Before someone shoves it up my face, let me hasten to add—which is the part where I become indecorous myself—that I know we have the same problem in the Inquirer. We’ve had several letters to the editor, one of whom was written by Vicente Paterno, demanding to know why Amando Doronila’s view of things appears on our front page. As Paterno put it, he didn’t particularly care what Doronila’s opinion was, though he left no doubt about his disapproval of it, but he did care that it was being passed off as news. Or, he asked, was the Inquirer saying his views stood for the whole newspaper? (Amando Doronila’s Page 1 commentary every Monday is tagged “Analysis.”—ED.)
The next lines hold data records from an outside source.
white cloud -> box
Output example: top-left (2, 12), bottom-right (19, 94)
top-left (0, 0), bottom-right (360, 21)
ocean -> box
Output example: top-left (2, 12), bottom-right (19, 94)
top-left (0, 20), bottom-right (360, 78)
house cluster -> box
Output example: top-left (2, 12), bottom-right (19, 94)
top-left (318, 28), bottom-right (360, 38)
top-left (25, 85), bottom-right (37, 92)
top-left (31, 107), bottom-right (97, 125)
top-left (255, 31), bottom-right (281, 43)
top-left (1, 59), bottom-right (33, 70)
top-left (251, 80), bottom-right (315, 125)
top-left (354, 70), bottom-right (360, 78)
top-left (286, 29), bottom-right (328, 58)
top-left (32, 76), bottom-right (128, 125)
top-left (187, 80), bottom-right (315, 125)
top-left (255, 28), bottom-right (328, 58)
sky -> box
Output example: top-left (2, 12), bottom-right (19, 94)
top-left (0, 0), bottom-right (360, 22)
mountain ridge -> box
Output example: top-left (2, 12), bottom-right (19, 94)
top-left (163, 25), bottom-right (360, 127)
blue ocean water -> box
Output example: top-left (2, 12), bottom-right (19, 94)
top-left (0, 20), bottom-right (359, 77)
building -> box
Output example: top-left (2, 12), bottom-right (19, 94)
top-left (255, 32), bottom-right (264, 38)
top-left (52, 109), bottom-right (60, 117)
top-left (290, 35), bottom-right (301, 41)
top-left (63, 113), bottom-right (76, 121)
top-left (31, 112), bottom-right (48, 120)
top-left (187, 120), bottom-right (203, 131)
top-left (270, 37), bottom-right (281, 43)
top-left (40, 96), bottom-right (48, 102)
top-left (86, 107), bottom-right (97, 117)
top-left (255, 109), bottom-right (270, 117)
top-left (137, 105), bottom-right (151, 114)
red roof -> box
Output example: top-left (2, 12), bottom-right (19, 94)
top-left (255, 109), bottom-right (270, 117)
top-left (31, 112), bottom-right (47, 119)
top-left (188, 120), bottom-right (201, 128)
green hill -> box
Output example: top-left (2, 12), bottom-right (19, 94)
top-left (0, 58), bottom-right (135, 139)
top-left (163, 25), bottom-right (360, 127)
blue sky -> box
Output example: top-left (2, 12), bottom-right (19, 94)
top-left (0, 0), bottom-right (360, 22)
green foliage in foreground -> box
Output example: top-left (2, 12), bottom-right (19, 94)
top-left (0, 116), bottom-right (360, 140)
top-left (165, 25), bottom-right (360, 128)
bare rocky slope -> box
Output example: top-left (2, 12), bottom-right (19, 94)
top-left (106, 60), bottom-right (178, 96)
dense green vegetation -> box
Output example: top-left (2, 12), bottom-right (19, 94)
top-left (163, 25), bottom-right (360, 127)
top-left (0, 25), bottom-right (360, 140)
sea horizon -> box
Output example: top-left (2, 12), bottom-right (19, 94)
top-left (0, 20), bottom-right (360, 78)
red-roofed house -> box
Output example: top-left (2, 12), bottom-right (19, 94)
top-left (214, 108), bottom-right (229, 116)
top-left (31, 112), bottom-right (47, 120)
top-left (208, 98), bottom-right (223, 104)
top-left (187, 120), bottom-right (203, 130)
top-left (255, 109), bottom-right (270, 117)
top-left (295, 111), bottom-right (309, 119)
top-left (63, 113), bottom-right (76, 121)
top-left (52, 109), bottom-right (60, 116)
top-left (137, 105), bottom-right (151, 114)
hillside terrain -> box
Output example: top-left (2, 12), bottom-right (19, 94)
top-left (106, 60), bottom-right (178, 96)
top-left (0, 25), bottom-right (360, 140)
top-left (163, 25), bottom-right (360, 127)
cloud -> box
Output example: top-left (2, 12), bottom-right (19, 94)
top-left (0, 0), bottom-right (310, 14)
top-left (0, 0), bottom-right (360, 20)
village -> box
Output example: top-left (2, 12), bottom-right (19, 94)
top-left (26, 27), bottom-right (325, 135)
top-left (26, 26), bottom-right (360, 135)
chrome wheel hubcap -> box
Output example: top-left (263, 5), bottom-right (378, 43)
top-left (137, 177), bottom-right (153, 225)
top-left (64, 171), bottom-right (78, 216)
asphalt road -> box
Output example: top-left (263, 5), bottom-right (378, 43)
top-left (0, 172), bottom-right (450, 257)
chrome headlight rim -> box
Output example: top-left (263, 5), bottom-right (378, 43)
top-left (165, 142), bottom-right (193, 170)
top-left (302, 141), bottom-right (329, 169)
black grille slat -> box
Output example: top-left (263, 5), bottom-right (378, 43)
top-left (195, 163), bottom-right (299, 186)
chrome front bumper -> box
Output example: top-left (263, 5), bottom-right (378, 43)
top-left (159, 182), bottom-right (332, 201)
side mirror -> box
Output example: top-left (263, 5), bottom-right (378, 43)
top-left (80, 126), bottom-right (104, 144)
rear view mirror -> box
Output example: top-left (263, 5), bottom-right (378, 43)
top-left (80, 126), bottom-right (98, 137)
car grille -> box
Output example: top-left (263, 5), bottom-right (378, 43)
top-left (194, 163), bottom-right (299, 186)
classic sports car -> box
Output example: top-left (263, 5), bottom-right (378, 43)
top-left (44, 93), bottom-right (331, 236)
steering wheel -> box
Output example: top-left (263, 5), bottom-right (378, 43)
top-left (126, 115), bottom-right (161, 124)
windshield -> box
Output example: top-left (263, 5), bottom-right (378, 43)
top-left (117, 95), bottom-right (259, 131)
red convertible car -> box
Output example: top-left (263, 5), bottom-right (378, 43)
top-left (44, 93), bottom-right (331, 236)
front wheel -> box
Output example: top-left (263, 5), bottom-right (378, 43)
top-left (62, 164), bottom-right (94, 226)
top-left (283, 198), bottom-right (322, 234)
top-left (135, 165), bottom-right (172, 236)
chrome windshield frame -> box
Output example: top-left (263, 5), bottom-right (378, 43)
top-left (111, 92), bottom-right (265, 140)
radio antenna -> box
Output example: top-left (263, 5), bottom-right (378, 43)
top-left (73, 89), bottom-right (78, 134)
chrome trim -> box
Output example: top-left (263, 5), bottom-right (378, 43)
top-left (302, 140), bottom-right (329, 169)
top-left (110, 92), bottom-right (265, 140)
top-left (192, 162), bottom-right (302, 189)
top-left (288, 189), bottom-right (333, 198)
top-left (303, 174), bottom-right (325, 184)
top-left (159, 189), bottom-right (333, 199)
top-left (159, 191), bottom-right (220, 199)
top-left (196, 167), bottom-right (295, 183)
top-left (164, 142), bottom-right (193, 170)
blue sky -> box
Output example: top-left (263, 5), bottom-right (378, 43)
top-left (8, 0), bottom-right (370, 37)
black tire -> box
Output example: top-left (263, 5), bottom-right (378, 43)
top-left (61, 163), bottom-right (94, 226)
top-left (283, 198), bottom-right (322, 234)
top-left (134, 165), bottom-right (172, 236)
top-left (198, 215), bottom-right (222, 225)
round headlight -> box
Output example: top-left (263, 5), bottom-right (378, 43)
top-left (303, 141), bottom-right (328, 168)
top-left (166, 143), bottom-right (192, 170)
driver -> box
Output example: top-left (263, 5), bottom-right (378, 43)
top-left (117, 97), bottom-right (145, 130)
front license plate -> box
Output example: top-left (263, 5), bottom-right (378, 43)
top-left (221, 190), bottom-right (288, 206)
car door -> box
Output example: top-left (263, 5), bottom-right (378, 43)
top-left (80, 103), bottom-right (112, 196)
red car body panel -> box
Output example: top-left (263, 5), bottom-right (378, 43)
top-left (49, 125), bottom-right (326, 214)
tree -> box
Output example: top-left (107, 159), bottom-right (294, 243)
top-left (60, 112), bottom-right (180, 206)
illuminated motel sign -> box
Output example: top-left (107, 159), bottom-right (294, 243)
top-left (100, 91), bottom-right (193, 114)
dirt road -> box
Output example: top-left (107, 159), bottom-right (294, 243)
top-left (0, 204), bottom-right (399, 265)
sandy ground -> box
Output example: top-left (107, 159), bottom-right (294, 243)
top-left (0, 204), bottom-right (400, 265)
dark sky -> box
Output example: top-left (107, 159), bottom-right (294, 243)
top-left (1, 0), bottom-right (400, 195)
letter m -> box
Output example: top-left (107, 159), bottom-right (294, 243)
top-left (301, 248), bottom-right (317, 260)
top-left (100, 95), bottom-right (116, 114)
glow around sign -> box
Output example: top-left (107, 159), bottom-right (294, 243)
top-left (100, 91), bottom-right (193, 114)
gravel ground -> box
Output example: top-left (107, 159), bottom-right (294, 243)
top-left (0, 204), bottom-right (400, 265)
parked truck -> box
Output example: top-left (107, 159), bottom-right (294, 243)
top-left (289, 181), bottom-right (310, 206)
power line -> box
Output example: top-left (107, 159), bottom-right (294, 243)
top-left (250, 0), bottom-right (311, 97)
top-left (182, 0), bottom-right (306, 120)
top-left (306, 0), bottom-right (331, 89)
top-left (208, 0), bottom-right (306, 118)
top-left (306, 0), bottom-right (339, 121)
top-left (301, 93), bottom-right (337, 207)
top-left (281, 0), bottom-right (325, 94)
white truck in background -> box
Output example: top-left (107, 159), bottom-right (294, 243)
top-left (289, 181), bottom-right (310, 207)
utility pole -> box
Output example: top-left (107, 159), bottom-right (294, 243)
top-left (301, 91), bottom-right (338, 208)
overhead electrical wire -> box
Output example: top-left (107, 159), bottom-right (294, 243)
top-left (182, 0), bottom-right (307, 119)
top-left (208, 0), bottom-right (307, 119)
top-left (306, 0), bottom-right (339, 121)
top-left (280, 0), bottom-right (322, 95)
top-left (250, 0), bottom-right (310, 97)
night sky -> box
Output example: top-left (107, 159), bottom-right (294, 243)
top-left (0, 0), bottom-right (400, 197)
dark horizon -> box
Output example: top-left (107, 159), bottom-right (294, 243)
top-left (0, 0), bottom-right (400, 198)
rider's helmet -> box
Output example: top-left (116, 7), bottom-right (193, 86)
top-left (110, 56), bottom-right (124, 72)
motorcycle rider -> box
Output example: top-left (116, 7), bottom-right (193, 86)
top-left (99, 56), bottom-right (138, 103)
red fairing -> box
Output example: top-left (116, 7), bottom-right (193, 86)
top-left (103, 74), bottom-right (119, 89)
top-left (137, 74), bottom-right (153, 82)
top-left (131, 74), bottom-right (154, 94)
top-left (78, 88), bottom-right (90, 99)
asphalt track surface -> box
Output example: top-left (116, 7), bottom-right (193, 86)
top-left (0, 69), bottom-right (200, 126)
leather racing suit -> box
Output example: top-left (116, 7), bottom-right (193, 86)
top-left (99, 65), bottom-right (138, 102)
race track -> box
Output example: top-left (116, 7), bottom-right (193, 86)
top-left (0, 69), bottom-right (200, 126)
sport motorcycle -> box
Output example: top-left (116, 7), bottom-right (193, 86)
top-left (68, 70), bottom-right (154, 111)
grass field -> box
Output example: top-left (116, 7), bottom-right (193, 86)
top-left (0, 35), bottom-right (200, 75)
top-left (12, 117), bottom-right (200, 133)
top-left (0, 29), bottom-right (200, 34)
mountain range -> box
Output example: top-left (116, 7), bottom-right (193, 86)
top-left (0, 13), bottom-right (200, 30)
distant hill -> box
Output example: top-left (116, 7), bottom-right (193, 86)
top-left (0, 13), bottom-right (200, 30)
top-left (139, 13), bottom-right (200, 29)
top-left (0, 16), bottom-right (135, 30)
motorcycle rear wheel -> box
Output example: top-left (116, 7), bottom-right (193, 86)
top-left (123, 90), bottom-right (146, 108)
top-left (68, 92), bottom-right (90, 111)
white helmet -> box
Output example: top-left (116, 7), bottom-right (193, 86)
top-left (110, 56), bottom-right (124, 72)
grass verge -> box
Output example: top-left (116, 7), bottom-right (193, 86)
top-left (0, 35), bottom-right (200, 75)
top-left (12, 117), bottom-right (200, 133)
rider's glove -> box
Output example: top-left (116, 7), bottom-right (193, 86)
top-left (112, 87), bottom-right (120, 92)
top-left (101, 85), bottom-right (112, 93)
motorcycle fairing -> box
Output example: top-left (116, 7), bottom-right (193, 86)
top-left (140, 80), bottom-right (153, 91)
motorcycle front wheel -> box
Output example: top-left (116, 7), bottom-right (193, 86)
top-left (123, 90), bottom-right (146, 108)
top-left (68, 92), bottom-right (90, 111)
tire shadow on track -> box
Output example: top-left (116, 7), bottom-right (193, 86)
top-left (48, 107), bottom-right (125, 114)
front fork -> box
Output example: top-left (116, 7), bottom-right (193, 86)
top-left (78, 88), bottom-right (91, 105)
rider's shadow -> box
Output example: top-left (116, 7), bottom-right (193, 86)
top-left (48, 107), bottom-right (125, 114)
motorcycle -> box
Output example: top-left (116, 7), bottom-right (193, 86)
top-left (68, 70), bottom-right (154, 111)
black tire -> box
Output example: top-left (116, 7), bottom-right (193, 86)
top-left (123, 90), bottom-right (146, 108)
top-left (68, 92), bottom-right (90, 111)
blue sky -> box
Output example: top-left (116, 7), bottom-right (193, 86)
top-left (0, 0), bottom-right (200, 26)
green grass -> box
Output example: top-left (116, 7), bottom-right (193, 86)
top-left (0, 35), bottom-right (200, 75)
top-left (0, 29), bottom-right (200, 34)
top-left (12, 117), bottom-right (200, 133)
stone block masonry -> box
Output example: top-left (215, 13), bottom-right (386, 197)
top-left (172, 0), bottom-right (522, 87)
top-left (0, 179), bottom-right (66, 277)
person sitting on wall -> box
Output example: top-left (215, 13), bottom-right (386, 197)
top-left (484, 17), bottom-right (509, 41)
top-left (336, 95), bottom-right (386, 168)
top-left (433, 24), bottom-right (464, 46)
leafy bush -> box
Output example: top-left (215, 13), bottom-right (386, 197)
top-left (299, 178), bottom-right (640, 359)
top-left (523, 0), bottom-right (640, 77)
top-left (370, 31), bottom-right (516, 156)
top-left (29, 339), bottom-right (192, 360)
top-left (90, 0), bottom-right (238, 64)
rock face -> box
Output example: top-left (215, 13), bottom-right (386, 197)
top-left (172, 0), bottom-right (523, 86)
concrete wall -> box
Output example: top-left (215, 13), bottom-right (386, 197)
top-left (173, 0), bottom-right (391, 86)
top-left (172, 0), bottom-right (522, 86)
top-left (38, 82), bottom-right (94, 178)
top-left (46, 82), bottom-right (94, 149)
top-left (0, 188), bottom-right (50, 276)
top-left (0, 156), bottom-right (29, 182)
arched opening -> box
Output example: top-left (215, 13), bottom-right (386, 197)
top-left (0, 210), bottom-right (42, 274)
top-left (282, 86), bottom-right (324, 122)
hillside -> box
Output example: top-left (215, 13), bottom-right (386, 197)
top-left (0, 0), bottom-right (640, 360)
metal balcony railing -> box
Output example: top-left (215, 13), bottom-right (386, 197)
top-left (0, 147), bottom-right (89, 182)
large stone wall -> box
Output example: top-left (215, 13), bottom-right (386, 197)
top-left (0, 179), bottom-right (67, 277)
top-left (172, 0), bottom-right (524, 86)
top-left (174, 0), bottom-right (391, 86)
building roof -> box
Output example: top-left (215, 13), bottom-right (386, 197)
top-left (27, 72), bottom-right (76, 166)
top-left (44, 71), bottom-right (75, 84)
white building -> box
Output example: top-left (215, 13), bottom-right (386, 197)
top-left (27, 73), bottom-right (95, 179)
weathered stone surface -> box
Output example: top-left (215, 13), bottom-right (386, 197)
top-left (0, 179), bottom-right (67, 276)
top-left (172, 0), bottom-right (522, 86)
What can I say? I am disturbed by all this. It does journalism a horrendous disservice. I’ll be the first to agree, even without invoking postmodernist ideas, simply invoking common sense, that you can never really tell a story purely objectively; every writing, or documenting, of it entails interpretation, and every interpretation entails subjective perception. But it is one thing to say this and quite another that therefore all lines between opinion and news may be blurred. You write news, you say, “This is as best as I can describe how something happened.” You write opinion, you say, “This is what I think this event signifies.” Those are two different things. And more than Kipling’s East and West, ne’er those twain shall meet.
Ne’er those twain should meet.
What can I say?
Some things just need to be said. Some things just need to be done.